I smiled, glad that he wanted me to play with him. There was a time, not too long ago, that he feared me- a time when I had lost my soul. A time when I was empty and bitter; dead inside from a lifetime of anger and turmoil. How many times can you deploy to fight a losing conflict begore you go insane? There was so much hate and anger inside of me. I fought monsters for so long that I almost became one myself.

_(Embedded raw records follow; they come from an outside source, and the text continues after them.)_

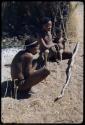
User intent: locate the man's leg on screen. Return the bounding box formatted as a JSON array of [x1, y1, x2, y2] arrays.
[[62, 52, 72, 59], [19, 67, 50, 90]]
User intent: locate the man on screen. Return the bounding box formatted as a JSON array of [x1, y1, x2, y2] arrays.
[[39, 17, 72, 62], [11, 38, 50, 90]]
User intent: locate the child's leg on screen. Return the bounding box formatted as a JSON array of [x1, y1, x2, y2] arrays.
[[19, 67, 50, 90]]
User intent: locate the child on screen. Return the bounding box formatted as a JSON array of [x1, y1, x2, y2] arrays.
[[11, 38, 50, 90]]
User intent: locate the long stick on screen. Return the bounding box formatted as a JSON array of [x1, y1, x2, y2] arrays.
[[54, 43, 79, 102]]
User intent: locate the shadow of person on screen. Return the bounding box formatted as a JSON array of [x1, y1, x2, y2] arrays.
[[1, 80, 31, 100]]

Nietzsche once said, “Beware that, when fighting monsters, you yourself do not become a monster... for when you gaze long into the abyss, the abyss gazes also into you.” I had stared into the abyss for far too long. The empty darkness, which stared back, had indeed invaded my soul. I was an empty shell, wandering about this world, isolated and living in fear. I know now, however, that no matter how dark I became, no matter how much I isolated myself, there was always a small flame that, when fed right, had the potential to grow into a roaring fire. I don’t know how that flame was not extinguished entirely, but I am grateful- when all was lost that tiny flicker led me to the truth.
With that thought in my mind, I gathered up all my old gear and placed it neatly inside the footlocker. I grabbed the silver lock and promised myself that I wouldn’t think about war again until the next time I worked on my ghillie suit. As I began to walk down the wooden stairs and out the back of my barn, I laughed despite myself. I constantly thought about war. I had eaten three apples from the tree of war, and despite the sometimes-bitter taste it left in my mouth, I always craved more.